Jensen Huang Enters the OpenClaw Arena! Most Powerful Open-Source 'Lobster' Model Rivals Opus 4.6

New智元 Report

Editor: Taozi, Hao Kun

【New智元 Introduction】

OpenClaw welcomes another heavyweight player! NVIDIA has unveiled Nemotron 3 Super late at night, a 120 billion parameter model specifically designed for Agents, with performance rivaling Claude Opus 4.6. Inference speeds have surged by 3 times, and throughput has skyrocketed by 5 times. This 'Lobster' is aiming for the sky.

The world's most valuable company has also entered the OpenClaw battlefield!

Last night, NVIDIA unveiled its new generation of 'open-source model' Nemotron 3 Super, specifically built for large-scale AI agents.

It features 120 billion parameters, 12 billion activated parameters, and a 1 million token context window. Inference speeds have surged by 3 times, and throughput has skyrocketed by 5 times.

Nemotron 3 Super adopts an innovative Mamba-MoE hybrid architecture, completely solving performance bottlenecks in multi-agent collaboration.

Moreover, it is the first model in the 'Nemotron 3 family' to achieve the following three breakthroughs:

• Native pre-training using NVFP4 precision;

• A new LatentMoE hybrid expert architecture that optimizes 'accuracy per compute unit' and 'accuracy per parameter' to the extreme;

• Introduction of MTP (Multi-Token Prediction) layers, enabling native 'speculative decoding' to accelerate inference speeds.
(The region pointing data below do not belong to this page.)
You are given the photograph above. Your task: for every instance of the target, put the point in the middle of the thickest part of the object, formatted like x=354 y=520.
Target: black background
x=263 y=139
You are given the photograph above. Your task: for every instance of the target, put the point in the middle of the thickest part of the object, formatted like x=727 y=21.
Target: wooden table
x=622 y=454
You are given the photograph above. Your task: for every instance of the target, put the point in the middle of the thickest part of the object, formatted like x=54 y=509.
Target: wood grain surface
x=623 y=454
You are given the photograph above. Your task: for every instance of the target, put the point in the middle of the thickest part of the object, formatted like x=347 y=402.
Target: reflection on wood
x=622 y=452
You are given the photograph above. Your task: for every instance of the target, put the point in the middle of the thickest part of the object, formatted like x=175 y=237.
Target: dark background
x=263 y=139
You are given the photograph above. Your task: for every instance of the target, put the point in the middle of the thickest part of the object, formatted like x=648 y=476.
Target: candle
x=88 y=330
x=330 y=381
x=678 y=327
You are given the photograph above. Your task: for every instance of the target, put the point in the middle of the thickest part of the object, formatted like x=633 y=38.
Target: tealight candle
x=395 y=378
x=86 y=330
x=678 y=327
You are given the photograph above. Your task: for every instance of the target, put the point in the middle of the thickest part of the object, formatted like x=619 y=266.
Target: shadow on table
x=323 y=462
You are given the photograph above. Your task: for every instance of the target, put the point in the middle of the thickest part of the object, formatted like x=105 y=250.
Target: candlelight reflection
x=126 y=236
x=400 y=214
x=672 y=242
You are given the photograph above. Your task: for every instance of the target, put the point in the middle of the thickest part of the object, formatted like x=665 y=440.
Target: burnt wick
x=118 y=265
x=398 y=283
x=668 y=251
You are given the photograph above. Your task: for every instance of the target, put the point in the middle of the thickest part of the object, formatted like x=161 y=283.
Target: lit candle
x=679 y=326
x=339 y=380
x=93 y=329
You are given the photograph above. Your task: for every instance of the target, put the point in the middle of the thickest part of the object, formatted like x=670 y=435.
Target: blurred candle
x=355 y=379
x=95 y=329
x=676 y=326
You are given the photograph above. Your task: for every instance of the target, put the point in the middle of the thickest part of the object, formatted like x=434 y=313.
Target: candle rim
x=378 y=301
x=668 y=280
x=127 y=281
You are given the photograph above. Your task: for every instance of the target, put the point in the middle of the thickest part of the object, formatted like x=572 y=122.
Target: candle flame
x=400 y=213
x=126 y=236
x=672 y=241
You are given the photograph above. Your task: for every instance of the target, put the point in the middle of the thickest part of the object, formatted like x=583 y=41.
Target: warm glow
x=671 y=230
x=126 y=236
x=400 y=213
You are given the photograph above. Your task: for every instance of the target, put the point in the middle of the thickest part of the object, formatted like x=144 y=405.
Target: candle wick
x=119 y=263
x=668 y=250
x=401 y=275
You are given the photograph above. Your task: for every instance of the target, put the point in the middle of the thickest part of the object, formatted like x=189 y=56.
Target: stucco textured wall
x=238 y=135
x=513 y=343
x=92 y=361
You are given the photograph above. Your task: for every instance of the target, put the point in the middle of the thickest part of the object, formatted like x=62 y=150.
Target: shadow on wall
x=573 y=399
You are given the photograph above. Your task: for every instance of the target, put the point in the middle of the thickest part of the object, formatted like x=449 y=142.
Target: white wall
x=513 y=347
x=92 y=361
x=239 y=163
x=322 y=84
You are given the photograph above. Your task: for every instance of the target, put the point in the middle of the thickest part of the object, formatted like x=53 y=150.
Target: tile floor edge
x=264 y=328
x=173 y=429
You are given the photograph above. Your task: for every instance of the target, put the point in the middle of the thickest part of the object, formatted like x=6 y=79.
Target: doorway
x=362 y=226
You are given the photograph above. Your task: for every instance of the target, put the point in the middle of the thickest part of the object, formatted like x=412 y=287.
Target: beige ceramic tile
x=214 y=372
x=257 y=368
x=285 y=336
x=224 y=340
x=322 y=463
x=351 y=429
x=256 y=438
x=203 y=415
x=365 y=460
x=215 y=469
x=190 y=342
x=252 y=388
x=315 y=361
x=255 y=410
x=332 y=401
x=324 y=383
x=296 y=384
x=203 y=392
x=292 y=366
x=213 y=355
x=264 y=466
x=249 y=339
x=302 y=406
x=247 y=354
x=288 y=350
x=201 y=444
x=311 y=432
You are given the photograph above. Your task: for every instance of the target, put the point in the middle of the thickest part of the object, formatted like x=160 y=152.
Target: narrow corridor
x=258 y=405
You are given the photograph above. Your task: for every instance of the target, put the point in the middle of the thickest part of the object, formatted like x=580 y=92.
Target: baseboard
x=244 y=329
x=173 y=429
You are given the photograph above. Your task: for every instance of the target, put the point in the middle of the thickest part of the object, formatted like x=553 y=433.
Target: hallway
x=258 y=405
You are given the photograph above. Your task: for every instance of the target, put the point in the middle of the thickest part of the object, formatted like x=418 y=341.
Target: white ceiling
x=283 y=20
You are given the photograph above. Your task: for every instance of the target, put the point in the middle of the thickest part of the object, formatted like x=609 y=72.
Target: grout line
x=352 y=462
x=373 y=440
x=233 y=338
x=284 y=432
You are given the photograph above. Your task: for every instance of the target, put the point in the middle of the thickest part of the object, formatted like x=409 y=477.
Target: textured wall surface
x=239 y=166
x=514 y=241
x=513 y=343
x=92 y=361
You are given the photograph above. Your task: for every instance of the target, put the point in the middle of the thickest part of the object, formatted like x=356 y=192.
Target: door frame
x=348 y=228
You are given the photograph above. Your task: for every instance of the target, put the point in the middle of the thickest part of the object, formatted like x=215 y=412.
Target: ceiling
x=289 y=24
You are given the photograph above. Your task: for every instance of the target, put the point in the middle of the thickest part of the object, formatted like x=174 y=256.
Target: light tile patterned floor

On the Pinchbench benchmark, Nemotron 3 Super stands alone, firmly securing the top spot in open-source models.

In terms of OpenClaw task success rate, it achieved a high score of 85.6%, with performance directly rivaling Claude Opus 4.6 and GPT-5.4.

It can be said that the 'strongest open-source model' perfectly adapted for OpenClaw has been born!

Today, Nemotron 3 Super has open-sourced its pre-training and post-training datasets exceeding 10 trillion tokens, complete training methodologies, and 15 reinforcement learning environments.

Address: https://huggingface.co/collections/nvidia/nvidia-nemotron-v3

NVIDIA's 120 Billion Parameter Behemoth Shakes the Stage

Perfect Match for OpenClaw

Nowadays, as chatbot stages evolve into multi-agent applications, they usually encounter 'two walls'.

The first is context explosion.

The number of tokens generated by multi-agent workflows is up to 15 times higher than in regular conversations.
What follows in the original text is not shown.